Ann has a poor nutritional intake stated not eating well. A cognitive-behavioural approach is a short-term applied to focus on her eating disorders which affect a chain of thinking, feeling and actions (Baker, pp.281 2009).

Ann also has phlebitis -inflammation of a vein, usually in a lower limb- (Tortora, pp.666 2009) (physical examination appendix.3). Her Mobility was assessed by the Physiotherapist for risks of falling.

Biological assessment

Ann was screened for potential biological causes of infection (objective-self data). Following the Doctor review, a urine sample was taken explaining sudden confusion, a full blood test and a Computed Tomography done prior to admission. Ann was hypertensive (high blood pressure). Johnstone, (2006) dominant psychiatric theory and practice in mental distress is best understood as medical illness upon a biomedical model. The doctor assessment included neurological assessment (appendix.5) on a MSE (Mental state examination score 22 out of 30). Newell, Gournay (2009) explain recent research on serious mood disorders demonstrated abnormalities of the neurotransmitter systems in the brain. Some areas of the brain are smaller in people with mood disorders.

Risk Assessment

Ann risk factors were associated with her mental illness that decreases her functionality and quality of life has making her self-neglected (lack of personal hygiene). In addition, a moving and handling risk assessment and infection risk screams to detect risk of deterioration in both her mental and physical state, and prior nutritional intake and sleep disturbances.

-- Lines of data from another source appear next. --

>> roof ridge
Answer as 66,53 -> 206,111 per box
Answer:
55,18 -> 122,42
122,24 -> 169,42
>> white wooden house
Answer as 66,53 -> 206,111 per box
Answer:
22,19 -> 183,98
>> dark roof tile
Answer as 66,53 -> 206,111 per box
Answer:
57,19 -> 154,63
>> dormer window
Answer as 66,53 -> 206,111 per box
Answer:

Ann was allocated a named-nurse responsible for coordinating her care and implementing the CPA process. As soon as Ann’s problems are identified, nursing care begins by determining priorities, setting goals. The dynamic care plan (as legal documents, a copy of the care plan should be kept by Ann, the nurse or multidisciplinary notes) was also implemented. The evidence-based practice and intervention are now framed within a recovery-oriented approach. I contributed to a tool of recovery action plans of wellness to promote self-discovery (Hall et al. pp.146 2008).

Ann’s short-term goal requires a home visit planned (within four days) for her functional assessment to discharge planning.

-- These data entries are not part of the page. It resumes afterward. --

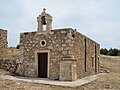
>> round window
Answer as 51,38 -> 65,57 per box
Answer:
40,40 -> 46,47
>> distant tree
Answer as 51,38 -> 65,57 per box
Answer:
16,44 -> 20,49
100,48 -> 108,55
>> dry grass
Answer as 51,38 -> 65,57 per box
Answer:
82,55 -> 120,90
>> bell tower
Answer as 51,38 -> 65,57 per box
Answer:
37,8 -> 52,33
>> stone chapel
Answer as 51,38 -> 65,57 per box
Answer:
18,9 -> 100,81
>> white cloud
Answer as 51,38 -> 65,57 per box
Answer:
0,0 -> 120,48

Organization of Ann’s home based on Roper’s Activity of Daily Living (Appendix)

On the journey to her home Ann was able to identify local landmarks and roads. Ann was orientated to her bungalow, she manoeuvre safely around the property. She demonstrated good bed mobility she was independently able to complete bed transfer. However risk of falling in the shower room. Ann was referring to social worker for care package. Emergency access will be arranged to allow carers to visit her (soon being discharged); assisting her personal care, medication administration and meal preparation. Refer to day centre to maintain social skills and engage in leisure activities. Ann started going out with previous relatives at the local community just for the day.

Conclusion

My involvement and participation during Ann’s assessment presented discussion likely to favour more informal methods when studying Ann psychosocial needs. Ann’s progress was record to demonstrate her journey within this acute unit. CPA forms reset out as care plans for Ann’s mental health problems and complex needs.

The relationship between care plans and quality of care could be challenged on the basis that time spent writing the care plan can take away time spent with Ann. Care plans are often done for the patient rather than with the patient.

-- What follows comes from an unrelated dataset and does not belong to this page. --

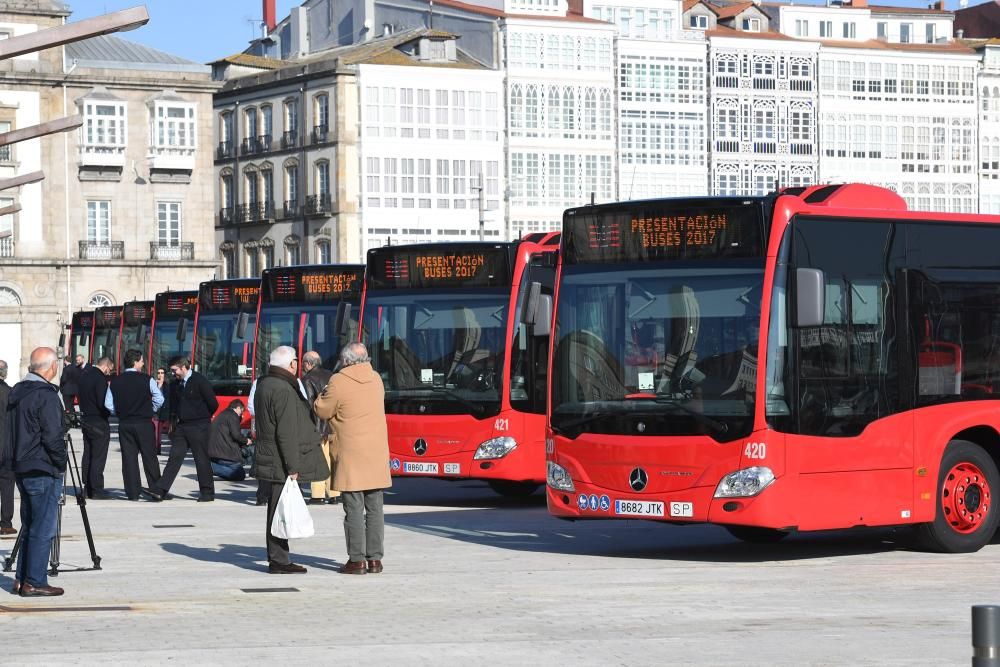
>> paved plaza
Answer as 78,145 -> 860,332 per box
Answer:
0,432 -> 1000,665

The concept of recovery in mental health is often influenced more by specific human values and beliefs, than scientific research and ‘evidence’.

After her interview, when I asked her how the interview had been for her, she told me that she had expected to be crucified and had been pleasantly surprised to find that I wasn’t. I could not judge use logic or give advice as Ann’s feelings must be legitimize.

If someone says something that is manifestly untrue then the person should be encouraged to see the error of their ways. But if this were true what would be the point of challenging delusions.